The theatrical analogy is apt, and not just because of Kubin-Clanin’s arresting Austrian accent, undimmed after decades of living in Northern California – she studied theater arts at the Academy of Fine Arts in her hometown of Vienna. Meanwhile, an early appreciation of manners was drilled into her during the twice-weekly etiquette classes at her convent school. But her notion of the ultimate in service really crystallized when, in the late 1950s, she took a job at Claridge’s, the London hotel as renowned for its discretion as its opulence. “I was taken under the wing of an old housekeeper there,” she recalls, “and saw many crowned heads pass through its rooms. I kept my eyes and ears open the whole time.”
Kubin-Clanin emigrated to the United States in 1962, opening her first restaurant, Scorpio’s, in Los Angeles seven years later. She moved to the Sierra Nevada region in the late 1970s, drawn by its natural beauty, and eventually established her Elderberry House restaurant in 1984. The New York Times critic Craig Claiborne lauded her six-course prix fixe menu as “one of America’s best dining experiences,” and soon pilgrims from across the country were paying gourmet-homage. “I had dressed the restaurant in antiques and fabrics from Provence,” she recalls. “I got so many people coming who were saying, ‘Oh, if only you had lodging.’ And when I got the opportunity to do that, I knew I wanted to build a castle. As a young girl, I remember playing by the bombed-out wreck of Lichtenstein Castle. I was always intrigued by it; there was such a mystique about it. Of course, my pockets weren’t that deep; I had to get a loan. But I wanted the whole estate to blend seamlessly together.”
Over the years, Kubin-Clanin’s Sureau estate has grown. The Villa Sureau, a 2,000-square-foot private guesthouse and the culmination of her style, with its 15-foot ceilings, “sitting salon,” 19th-century tapestries and European crystal, was added in 1999, and the Spa du Sureau, where treatments are offered amid Art Deco grandeur, opened recently. It is, according to Kubin-Clanin, “my last hoorah for the property.” The estate now employs 97 staff whom she trains herself, from the busboys to Villa Sureau’s personal butler (who lives-in at the Villa, on 24-hour call) to her manager, an Englishwoman named Lucy Royse who’s worked at the Château for 15 years. “They put our service philosophy into effect,” Kubin-Clanin says. “In a lot of chain hotels, even the pricier ones, service is actually quite superficial. The staff are like robots. Here, I hire people with personality, a spark in their eyes, who want to be a part of something that they can be proud of.”

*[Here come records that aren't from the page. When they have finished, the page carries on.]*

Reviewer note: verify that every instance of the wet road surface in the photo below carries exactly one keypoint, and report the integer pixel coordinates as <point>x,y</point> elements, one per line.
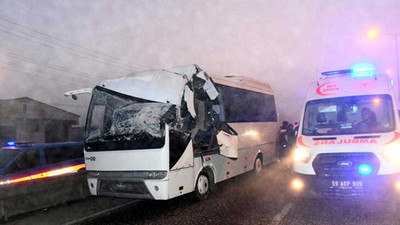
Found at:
<point>246,199</point>
<point>249,199</point>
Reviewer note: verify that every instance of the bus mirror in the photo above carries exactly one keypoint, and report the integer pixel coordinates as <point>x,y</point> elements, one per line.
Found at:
<point>229,144</point>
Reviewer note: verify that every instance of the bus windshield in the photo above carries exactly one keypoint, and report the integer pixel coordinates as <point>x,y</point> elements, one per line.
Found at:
<point>117,121</point>
<point>349,115</point>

Kubin-Clanin elaborates on various ways in which the word “no” has been avoided: the guest who forgot her toothbrush and returned from dinner to find a new one, tied with ribbon, in her bathroom; the couple who went hiking without their picnic basket, which Kubin-Clanin dispatched via one of the housemen, who found them just in time for lunch; the guest who was so miserable without her Pekingese that Kubin-Clanin got a staff member to pick it up from San Francisco and drive it down to the hotel. You pay for this level of consideration, of course – rooms start at $350 a night – but even the presentation of the bill is softened by the fact that Royse, a calligraphist, handwrites each one. These are the factors that compel people to return to Château du Sureau and which, according to its owner, will prove a bulwark in tougher economic times. “I think the service we offer is more important right now than ever,” she says. “People need to treat themselves and enjoy life. That’s where we come in.”